7. Being Jazz: My Life As a (Transgender) Teen by Jazz Jennings
Teen activist and trailblazer Jazz Jennings–named one of “The 25 most influential teens” of the year by Time–shares her very public transgender journey, as she inspires people to accept the differences in others while they embrace their own truths.
8. Live Original by Sadie Robertson
Seventeen-year-old Sadie Robertson–star of A&E’s “Duck Dynasty” and daughter of Willie and Korie Robertson–shares her outlook on life as she opens up about herself and the values that make her family what it is. Sadie Robertson represents everything that a well-adjusted teenager should be, even while growing up in the spotlight on “Duck Dynasty.” She exhibits poise, respect for her family and friends, and a faith that influences her choices.
9. A Week of Mondays by Jessica Brody
Sixteen-year-old Ellison Sparks is having a serious case of the Mondays. She gets a ticket for running a red light, she manages to take the world’s worst school picture, she bombs softball try-outs and her class election speech (note to self: never trust a cheerleader when she swears there are no nuts in her bake-sale banana bread), and to top it all off, Tristan, her gorgeous rocker boyfriend suddenly dumps her. For no good reason! As far as Mondays go, it doesn’t get much worse than this. And Ellie is positive that if she could just do it all over again, she would get it right. So when she wakes up the next morning to find she’s reliving the exact same day she knows what she has to do!

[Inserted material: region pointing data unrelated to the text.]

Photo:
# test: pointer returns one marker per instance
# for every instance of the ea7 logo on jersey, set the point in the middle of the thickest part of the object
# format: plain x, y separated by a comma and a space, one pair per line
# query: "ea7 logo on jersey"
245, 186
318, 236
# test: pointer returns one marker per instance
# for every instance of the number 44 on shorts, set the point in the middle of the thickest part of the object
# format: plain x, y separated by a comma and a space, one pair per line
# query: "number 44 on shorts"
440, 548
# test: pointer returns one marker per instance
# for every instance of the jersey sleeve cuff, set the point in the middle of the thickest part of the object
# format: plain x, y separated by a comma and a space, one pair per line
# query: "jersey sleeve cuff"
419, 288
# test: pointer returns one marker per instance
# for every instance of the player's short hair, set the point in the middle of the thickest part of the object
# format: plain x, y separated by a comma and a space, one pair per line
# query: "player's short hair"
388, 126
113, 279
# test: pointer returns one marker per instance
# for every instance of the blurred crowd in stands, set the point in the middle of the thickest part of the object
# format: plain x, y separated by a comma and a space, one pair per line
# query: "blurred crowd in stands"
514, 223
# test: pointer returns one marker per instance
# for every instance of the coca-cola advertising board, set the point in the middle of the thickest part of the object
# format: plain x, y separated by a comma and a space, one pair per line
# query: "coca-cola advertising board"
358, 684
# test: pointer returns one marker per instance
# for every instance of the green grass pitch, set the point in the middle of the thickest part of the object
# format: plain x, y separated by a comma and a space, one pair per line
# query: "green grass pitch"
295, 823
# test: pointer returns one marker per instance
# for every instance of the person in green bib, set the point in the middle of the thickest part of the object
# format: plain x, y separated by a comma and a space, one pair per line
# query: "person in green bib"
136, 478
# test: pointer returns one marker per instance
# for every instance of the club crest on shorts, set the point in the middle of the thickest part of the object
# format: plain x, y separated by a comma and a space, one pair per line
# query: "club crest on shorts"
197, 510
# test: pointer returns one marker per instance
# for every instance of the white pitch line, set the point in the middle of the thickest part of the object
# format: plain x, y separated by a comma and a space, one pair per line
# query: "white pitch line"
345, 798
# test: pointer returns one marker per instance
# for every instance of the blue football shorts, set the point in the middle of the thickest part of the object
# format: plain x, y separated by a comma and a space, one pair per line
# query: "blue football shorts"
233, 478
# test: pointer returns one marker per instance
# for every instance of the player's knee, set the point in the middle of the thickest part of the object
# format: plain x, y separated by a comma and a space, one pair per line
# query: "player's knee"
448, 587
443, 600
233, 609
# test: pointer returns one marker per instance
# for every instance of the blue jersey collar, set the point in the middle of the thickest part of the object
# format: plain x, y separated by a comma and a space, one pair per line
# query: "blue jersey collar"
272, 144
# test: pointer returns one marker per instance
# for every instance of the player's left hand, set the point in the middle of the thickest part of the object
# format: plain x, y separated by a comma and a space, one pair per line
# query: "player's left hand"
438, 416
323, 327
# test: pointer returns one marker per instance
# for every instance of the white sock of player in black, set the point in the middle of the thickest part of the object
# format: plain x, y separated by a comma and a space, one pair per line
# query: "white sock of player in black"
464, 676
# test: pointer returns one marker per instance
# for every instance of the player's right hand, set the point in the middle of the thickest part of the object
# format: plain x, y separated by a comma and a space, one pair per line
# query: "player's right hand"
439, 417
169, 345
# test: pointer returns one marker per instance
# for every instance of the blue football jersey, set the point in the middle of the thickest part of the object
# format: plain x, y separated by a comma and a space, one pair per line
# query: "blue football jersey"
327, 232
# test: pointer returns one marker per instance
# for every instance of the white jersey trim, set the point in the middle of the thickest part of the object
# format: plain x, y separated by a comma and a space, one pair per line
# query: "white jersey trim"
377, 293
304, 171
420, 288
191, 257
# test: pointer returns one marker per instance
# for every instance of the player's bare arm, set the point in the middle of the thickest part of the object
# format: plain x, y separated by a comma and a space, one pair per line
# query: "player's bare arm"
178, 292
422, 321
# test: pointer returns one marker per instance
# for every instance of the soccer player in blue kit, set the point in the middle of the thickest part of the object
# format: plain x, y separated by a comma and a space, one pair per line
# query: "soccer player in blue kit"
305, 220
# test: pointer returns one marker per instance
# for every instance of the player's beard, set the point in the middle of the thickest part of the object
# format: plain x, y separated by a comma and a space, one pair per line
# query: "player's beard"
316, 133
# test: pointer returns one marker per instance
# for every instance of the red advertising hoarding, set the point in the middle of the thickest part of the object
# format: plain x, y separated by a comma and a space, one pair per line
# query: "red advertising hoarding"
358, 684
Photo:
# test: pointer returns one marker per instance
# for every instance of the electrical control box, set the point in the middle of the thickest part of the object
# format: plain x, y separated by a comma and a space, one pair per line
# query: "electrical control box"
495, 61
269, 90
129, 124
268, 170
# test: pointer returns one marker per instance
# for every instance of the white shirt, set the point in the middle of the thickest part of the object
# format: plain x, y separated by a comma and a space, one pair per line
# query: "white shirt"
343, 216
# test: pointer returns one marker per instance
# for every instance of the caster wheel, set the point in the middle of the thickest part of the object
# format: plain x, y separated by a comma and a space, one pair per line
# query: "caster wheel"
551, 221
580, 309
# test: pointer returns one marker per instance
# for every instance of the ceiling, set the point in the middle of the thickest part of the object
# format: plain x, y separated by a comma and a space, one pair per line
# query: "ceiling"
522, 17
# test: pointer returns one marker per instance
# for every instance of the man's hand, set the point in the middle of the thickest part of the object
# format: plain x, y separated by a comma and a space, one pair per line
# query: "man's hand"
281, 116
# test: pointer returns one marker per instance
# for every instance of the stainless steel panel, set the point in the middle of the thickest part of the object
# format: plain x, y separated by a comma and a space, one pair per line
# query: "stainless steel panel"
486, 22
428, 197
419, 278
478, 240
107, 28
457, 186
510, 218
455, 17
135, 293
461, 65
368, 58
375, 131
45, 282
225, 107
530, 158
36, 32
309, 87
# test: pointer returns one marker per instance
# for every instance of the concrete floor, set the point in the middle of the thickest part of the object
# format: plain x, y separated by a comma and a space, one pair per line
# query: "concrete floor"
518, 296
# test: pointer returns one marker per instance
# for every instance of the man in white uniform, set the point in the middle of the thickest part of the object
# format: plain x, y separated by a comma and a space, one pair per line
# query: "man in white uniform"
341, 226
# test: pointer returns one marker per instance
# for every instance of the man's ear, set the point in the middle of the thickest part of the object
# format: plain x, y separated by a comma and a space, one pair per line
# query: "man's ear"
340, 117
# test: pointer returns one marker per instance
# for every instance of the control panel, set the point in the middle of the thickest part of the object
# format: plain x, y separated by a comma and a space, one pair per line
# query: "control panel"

10. When reason breaks by Cindy L. Rodriguez
A Goth girl with an attitude problem, Elizabeth Davis must learn to control her anger before it destroys her. Emily Delgado appears to be a smart, sweet girl with a normal life, but as depression clutches at her, she struggles to feel normal. Both girls are in Ms. Diaz’s English class, where they connect to the words of Emily Dickinson. Both are hovering on the edge of an emotional precipice. One of them will attempt suicide. And with Dickinson’s poetry as their guide, both girls must conquer their personal demons to ever be happy.